Advanced Analytics Paves the Way for Intelligent Mines & Mining
Mines and mining processes have some tough challenges, especially given the remote locations of many mines, the harsh and demanding nature of extracting the raw materials, and the complexity of the involved processes. Planta managers, process engineers, and operators in this industry definitely deal with their unique work headaches. It ain’t easy managing complex mining operations to ensure adequate safety and to optimize resources and processes. They also have to deal with decreased ore quality and an increased pressure to get more metals and minerals out of less ore. And let’s not forget the lack of access to water and energy and the exorbitant maintenance costs due to increased labor costs and reduced availability of spare parts. We should also mention troubleshooting mining processes which sure as heck ain’t easy.
Divisions and strategies of the biggest mining companies worldwide include at least one of the following targets in their agendas: smart/intelligent mining, automation, digitalization, big data, advanced analytics, and energy and emissions reduction. Addressing any one of these directly relates to the real day to day challenges plant managers and process experts face on the ground and at the mines.
Solving the Data Scientist Predicament
So how do you address your metals and mining process issues? Do you use Excel along with your Historian trend clients or do you plot the data and put up these graphs on a window to try to see what is going on? Maybe you might even be doing some analytics. Or is there a specialized group that is responsible for making sense out of the huge amount of process data?
Many companies use data scientists to do the heavy analytics lifting and to get more business insights into the mines and processes. These same companies also know that there just aren’t enough data scientists to go around, and there especially aren’t many data scientists with process knowledge. Which is really what is needed to efficiently solve process issues. So …… how to solve this data scientist predicament?
Simple – use advanced self-service analytics to empower your plant managers, process engineers, and operators with analytics, so they can leverage the sensor-capture data. They will then be able to analyze the data to do the daily troubleshooting on their own and monitor and predict the processes to make data-driven decisions. They will also be able to predict maintenance to save asset life and costs and achieve operational excellence.
Advanced self-service analytics also has capabilities that are especially useful for mines and mining processes which eliminate data silos through the contextualization and sharing of process data. These same capabilities allow for the setup of dashboards, so teams in any location around the world can have eyes on the processes. All of this leads to process transparency and effective team collaboration thus paving the way for intelligent mines and mining.
But to understand the more technical benefits of advanced self-service analytics, let’s look at two use cases: Low Pox Recovery and Conveyor Belt Optimization.

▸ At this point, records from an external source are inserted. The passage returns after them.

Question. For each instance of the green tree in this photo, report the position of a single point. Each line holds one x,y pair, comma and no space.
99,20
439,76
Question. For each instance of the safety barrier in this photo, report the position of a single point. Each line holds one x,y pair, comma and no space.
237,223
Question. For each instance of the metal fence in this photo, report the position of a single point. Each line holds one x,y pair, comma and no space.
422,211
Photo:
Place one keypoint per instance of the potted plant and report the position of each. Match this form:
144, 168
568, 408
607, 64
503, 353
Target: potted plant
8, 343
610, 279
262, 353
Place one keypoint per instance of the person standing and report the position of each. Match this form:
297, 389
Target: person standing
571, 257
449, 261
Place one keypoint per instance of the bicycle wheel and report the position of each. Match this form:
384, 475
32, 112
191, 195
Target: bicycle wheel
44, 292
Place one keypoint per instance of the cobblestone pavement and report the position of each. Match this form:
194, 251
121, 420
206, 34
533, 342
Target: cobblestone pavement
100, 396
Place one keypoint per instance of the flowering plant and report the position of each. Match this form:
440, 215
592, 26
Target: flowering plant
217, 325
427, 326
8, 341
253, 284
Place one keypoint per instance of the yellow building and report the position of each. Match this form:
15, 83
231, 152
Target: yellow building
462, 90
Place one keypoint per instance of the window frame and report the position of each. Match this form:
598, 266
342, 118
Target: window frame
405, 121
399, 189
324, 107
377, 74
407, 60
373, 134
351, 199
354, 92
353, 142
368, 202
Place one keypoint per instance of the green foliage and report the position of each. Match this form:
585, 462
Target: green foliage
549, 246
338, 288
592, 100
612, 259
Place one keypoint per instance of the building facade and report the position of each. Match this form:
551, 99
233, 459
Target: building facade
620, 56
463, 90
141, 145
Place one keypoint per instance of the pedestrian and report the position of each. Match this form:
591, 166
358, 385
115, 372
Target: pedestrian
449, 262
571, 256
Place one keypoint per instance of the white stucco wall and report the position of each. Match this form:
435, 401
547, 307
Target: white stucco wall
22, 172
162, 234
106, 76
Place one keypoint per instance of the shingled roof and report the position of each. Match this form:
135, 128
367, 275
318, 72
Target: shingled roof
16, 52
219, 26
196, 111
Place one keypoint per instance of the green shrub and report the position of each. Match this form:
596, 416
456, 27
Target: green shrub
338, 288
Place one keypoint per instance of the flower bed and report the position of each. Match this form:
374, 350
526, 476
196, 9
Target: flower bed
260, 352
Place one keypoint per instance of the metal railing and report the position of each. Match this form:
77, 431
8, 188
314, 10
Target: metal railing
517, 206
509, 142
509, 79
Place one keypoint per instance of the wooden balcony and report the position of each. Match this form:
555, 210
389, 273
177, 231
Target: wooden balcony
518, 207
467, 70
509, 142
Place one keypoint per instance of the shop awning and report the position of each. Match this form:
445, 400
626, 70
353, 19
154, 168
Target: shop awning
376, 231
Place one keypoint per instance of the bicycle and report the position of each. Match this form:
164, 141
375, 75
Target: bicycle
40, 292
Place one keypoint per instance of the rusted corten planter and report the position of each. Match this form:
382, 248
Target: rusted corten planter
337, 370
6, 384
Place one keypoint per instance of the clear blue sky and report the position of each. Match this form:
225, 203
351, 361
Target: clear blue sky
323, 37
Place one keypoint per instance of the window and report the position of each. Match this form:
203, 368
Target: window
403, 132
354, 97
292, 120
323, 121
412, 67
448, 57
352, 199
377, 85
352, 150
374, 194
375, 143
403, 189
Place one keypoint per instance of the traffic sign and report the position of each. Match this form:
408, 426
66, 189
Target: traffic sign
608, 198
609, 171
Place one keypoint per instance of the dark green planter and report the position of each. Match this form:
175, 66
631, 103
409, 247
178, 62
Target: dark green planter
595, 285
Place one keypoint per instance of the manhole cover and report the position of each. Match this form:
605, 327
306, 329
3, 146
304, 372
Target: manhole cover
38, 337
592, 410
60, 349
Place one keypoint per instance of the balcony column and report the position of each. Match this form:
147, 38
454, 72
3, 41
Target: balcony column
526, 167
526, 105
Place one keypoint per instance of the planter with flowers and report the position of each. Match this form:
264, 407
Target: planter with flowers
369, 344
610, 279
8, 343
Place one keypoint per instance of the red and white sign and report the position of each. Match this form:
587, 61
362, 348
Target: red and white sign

Use Case #1: Low Pox Recovery
Situation: Regular gold recovery analysis after pressure oxidation showed low gold recovery for one of the autoclave runs. Both the cause and the frequency were unknown. Here’s the breakdown of the use case and the value that was gained using advanced self-service analytics.
- Find the root cause of low recovery without having any leads.
- Determine if similar issues have occurred.
- Set up monitoring for dynamic pressure oxidation process.
- Visualization of relevant period through context data.
- Comparison with normal runs.
- Use of high-throughput correlation analysis to find root cause.
- Use of search functionality to find incident frequency.
- Use of fingerprints to monitor press-oxidation profiles.
- Identification of the mixer failure as recurring source of problems.
- Problem resolution through maintenance.
- Set up of system monitors to send out alerts at the earliest signs of an issue.
Substantial valued was gained through this use case. The recurring source of low performance was eliminated, and more importantly, an average 2% increase in gold recovery was realized after pressure oxidation.
Use Case #2: Conveyor Belt Optimization
Situation: Conveyor belt energy usage needed to be investigated and optimized, so the company could move from fixed-time maintenance to performance-based maintenance. Here’s this use case breakdown.
- Determine conveyor belt throughput.
- Determine relation between energy usage and throughput.
- Determine optimal operating point.
- Monitor performance to schedule maintenance.
- Create throughput formula tag based on hopper weight.
- Make formula tag for energy used per kilogram transported (specific energy).
- Determine relation between throughput and specific energy.
- Monitor operating zones for condition-based maintenance.
- Identification of optimal throughput.
- Improved hopper control for better energy performance.
- Set up of operating area monitor giving a clear objective indication of when maintenance is needed.
Again, substantial value was gained. Energy usage was decreased by 2%, and the average period between maintenance increased by 11%.
Get Rid of Your Work Headaches with Advanced Analytics
Advanced self-service analytics will empower you and your team, so you can:
- increase asset reliability
- prevent unexpected failures and downtimes
- reduce maintenance and labor costs
- reduce safety risks
- increase operation time.
You’ll have 24/7 eyes on your process to analyze, monitor, and predict the most important aspects of your mines and mining processes. You’ll also be able to contextualize your process data and share this with the whole team, thus eliminating data silos. This process transparency and knowledge exchange adds to team efficiency and collaboration.
At the end, you’ll simplify your work and your life and get rid of your work headaches. Actually, a pretty darn good deal, indeed.